A note to all who attended this trip:
Closely examine the rocks you took home from this trip with a hand lens or microscope of at least 10X power. Most of the best finds from these layers are too small to be spotted with the naked eye!


This site is also famous for shale and bryozoan nodules that have holdfasts of the very large crinoid Anamolocrinus on BOTH sides of the nodules! One was found this trip! (Above showing both sides).
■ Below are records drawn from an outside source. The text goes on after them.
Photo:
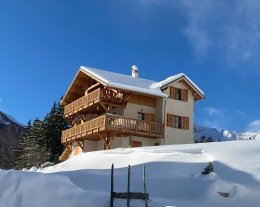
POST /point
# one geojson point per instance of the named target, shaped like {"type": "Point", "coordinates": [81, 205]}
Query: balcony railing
{"type": "Point", "coordinates": [90, 99]}
{"type": "Point", "coordinates": [113, 123]}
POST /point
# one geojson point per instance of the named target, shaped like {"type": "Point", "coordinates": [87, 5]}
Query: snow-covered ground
{"type": "Point", "coordinates": [173, 177]}
{"type": "Point", "coordinates": [223, 135]}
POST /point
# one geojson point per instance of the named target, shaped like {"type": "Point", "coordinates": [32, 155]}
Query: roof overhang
{"type": "Point", "coordinates": [197, 92]}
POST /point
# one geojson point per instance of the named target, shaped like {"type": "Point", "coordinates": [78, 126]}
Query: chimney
{"type": "Point", "coordinates": [134, 71]}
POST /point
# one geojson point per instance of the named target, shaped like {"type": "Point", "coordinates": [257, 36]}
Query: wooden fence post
{"type": "Point", "coordinates": [128, 187]}
{"type": "Point", "coordinates": [112, 187]}
{"type": "Point", "coordinates": [146, 204]}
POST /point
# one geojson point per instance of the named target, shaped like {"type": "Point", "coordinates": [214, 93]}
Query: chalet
{"type": "Point", "coordinates": [110, 110]}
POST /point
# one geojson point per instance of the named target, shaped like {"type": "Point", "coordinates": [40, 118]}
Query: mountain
{"type": "Point", "coordinates": [173, 177]}
{"type": "Point", "coordinates": [10, 134]}
{"type": "Point", "coordinates": [207, 134]}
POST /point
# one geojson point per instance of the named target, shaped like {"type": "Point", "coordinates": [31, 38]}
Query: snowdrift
{"type": "Point", "coordinates": [173, 177]}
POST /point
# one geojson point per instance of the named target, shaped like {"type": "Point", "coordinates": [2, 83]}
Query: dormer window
{"type": "Point", "coordinates": [178, 94]}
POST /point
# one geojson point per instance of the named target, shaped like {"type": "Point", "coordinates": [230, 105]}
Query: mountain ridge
{"type": "Point", "coordinates": [204, 134]}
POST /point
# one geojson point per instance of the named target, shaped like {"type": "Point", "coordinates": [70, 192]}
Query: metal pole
{"type": "Point", "coordinates": [112, 187]}
{"type": "Point", "coordinates": [128, 187]}
{"type": "Point", "coordinates": [146, 204]}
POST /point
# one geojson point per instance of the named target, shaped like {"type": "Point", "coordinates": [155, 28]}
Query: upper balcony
{"type": "Point", "coordinates": [112, 124]}
{"type": "Point", "coordinates": [104, 97]}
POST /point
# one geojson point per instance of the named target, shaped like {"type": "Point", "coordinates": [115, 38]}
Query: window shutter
{"type": "Point", "coordinates": [171, 92]}
{"type": "Point", "coordinates": [185, 95]}
{"type": "Point", "coordinates": [186, 123]}
{"type": "Point", "coordinates": [169, 120]}
{"type": "Point", "coordinates": [149, 117]}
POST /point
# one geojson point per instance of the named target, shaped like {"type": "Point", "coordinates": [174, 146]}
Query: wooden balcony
{"type": "Point", "coordinates": [100, 95]}
{"type": "Point", "coordinates": [115, 125]}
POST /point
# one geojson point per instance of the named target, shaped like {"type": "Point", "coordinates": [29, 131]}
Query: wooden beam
{"type": "Point", "coordinates": [81, 146]}
{"type": "Point", "coordinates": [104, 106]}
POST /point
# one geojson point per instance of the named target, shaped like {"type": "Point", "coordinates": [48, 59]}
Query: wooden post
{"type": "Point", "coordinates": [112, 187]}
{"type": "Point", "coordinates": [128, 187]}
{"type": "Point", "coordinates": [146, 204]}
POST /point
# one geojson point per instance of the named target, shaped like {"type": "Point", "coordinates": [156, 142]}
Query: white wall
{"type": "Point", "coordinates": [180, 108]}
{"type": "Point", "coordinates": [131, 110]}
This is particularly meaningful to science, because it indicates the cobble was tossed by the rough Ordovician Ocean currents and has repeatedly been encrusted by epizoans (encrusters).    
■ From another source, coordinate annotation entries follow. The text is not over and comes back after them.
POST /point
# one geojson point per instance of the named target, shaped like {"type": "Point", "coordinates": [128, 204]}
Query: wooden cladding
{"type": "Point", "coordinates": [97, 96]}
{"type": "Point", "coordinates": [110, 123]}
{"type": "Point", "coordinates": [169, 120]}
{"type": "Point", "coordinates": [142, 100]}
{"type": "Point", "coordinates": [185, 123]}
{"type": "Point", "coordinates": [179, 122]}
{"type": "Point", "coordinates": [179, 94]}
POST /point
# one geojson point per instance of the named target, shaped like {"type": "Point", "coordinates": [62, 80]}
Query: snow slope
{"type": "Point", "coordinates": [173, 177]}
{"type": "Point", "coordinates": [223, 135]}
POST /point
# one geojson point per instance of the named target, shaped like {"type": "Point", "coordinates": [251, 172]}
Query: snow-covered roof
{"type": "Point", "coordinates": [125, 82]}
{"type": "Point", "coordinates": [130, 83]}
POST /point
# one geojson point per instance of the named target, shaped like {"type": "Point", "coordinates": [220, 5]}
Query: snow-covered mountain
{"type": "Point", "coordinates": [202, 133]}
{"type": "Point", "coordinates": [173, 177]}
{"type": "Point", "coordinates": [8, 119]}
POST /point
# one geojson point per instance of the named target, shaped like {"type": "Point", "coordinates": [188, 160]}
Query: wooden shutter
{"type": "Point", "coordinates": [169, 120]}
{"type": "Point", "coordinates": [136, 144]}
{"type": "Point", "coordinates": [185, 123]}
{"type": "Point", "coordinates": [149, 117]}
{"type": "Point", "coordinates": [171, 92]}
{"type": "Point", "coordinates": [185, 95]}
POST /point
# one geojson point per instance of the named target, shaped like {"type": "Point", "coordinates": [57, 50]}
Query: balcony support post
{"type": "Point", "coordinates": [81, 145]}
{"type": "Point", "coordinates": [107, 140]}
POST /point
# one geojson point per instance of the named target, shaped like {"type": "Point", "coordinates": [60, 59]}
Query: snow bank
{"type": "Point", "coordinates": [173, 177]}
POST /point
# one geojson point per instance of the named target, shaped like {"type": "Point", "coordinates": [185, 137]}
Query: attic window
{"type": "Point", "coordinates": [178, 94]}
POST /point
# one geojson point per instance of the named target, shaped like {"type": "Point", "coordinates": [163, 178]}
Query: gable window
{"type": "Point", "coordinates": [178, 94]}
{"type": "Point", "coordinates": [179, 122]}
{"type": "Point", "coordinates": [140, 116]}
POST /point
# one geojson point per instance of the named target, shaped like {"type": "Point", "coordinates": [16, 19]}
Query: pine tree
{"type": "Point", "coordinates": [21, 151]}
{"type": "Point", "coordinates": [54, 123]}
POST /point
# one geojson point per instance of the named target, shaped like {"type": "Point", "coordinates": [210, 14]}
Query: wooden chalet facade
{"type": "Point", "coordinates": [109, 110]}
Other crinoids found today include nice sized crinoid calyxes of Ectenocrinus simplex, pictured above with it's proud finder. 


Smaller specimens of Ectenocrinus simplex were also found.
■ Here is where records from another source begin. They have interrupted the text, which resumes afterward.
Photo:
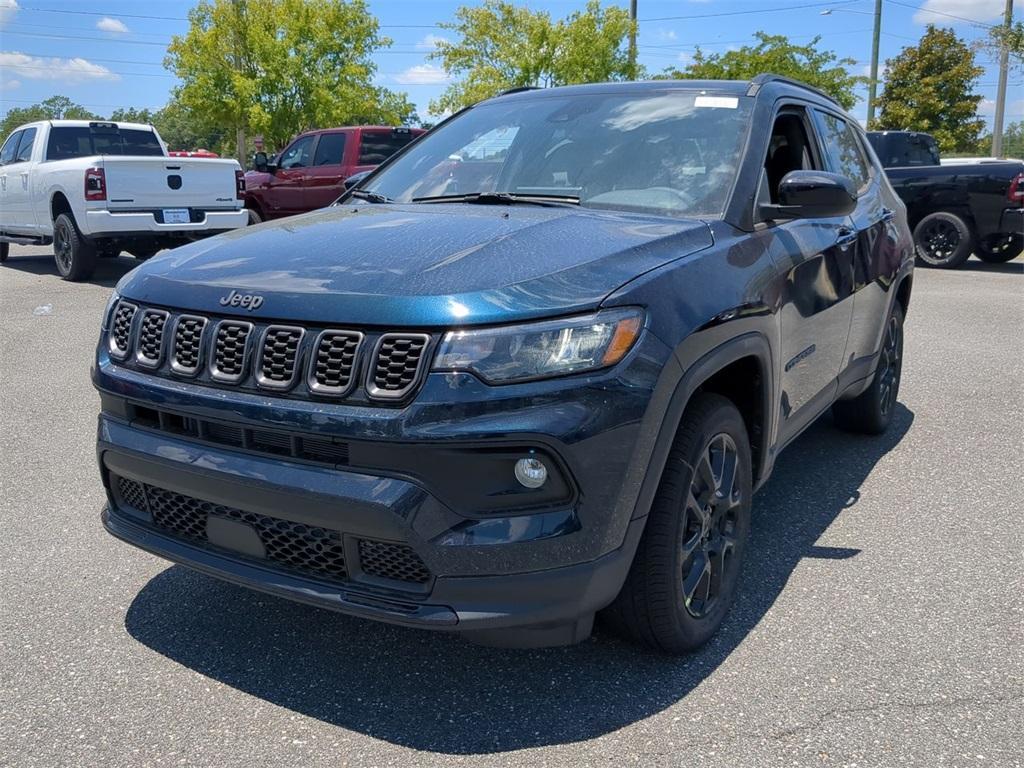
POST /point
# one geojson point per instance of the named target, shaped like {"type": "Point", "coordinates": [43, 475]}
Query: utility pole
{"type": "Point", "coordinates": [1000, 93]}
{"type": "Point", "coordinates": [633, 38]}
{"type": "Point", "coordinates": [872, 86]}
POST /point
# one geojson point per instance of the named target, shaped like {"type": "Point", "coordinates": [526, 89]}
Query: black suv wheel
{"type": "Point", "coordinates": [686, 569]}
{"type": "Point", "coordinates": [871, 412]}
{"type": "Point", "coordinates": [942, 240]}
{"type": "Point", "coordinates": [75, 256]}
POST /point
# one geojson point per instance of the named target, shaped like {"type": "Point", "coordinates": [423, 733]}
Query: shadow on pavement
{"type": "Point", "coordinates": [433, 691]}
{"type": "Point", "coordinates": [109, 270]}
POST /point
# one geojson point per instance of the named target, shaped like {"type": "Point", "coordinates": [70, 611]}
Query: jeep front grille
{"type": "Point", "coordinates": [334, 364]}
{"type": "Point", "coordinates": [229, 350]}
{"type": "Point", "coordinates": [396, 366]}
{"type": "Point", "coordinates": [279, 356]}
{"type": "Point", "coordinates": [310, 550]}
{"type": "Point", "coordinates": [187, 351]}
{"type": "Point", "coordinates": [120, 344]}
{"type": "Point", "coordinates": [150, 350]}
{"type": "Point", "coordinates": [292, 360]}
Here's a VERY nice find. It's a Cincinnaticrinus varibrachialus in shale with a long stem and arms that are not often preserved. This specimen will look exceptionally nice when it is carefully cleaned up. I'll bet Jack Kallmeyer (President) would like to pocket this one!

 
The massive crinoid stems on some of these rocks really stand out due to the difference in color, as shown in the specimen above.


Here is a very unusual item found that day. I have no idea what it is, but it may be a rare Echinoderm and must be very uncommon. It might be a carpoid! Or it could be a new variety of an algae similar to Receptaculites that has recently been found at a neighboring site. No mater what this thing is, it's a great find!  


And, of course, we found an abundance of molluscs. Here's a nice, big Nautiloid Cephalopod.


This site contains a few layers of fossil hash. Here's a really nice rock with All kinds of things on it, including crinoid stems, Flexicalymene trilobite and Isotelus trilobite molt parts (see big Isotelus thorax segment in the first of these two pictures. The second picture shows a closeup of a really nicely preserved pelecypod (clam). This one is probably of the genus Ambonychia.